Archeologists discover 2700-year-old wine factory near Duhok
An Italian-Kurdish research team has discovered the remains of an approximately 2700-year-old "industrial-scale wine factory" near Duhok. The site is near the ancient capital of the Assyrian King Sargon II.
An archaeological research team has discovered the remains of an approximately 2700-year-old "industrial-scale wine factory" in South Kurdistan. The Italian archaeologist Daniele Morandi Bonacossi told the AFP news agency: "We found fourteen facilities that were used to press the grapes and extract the juice, which was then processed into wine."

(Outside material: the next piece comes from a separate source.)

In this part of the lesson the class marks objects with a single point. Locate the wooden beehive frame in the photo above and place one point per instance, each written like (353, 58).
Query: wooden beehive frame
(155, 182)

According to Bonacossi, it was the first discovery of its kind on Iraqi territory. The site is located in Faydeh (Faida), about 20 kilometers south of Duhok, near the ancient capital of the Assyrian King Sargon II (721–705 BC). The finds are dated to the time of his reign and that of his son Sennacherib.
"Archaeological Project Land of Nineveh"
The research team consists of Italian archaeologists and colleagues from the Antiquities Authority in Duhok. The excavations are part of the archaeological project "Terra Di Ninive" (Land of Niniveh), coordinated by Daniele Morandi Bonacossi from the University of Udine with the Duhok Department of Antiquities, headed by Hasan Ahmed. In addition to the wine production facility, the team also found ancient reliefs in an earlier irrigation ditch. The stone bas-reliefs, showing kings praying to the deities, were cut into the walls of a nearly nine-kilometre-long irrigation canal at Faydeh in northern Iraq.
According to Bonacossi, the reliefs show an Assyrian king praying in front of the Assyrian gods. The seven key gods are all seen, including Ishtar, the goddess of love and war, who is depicted on top of a lion.
In the area of what is now Iraq, ancient Mesopotamia, numerous advanced civilizations emerged during antiquity, for example in Sumer, Akkad, Babylon and Assyria. Among other things, they left their writing as well as the first large cities. However, due to the political chaos that has persisted for decades, the archaeological sites are often looted and the loot is sold to international collectors.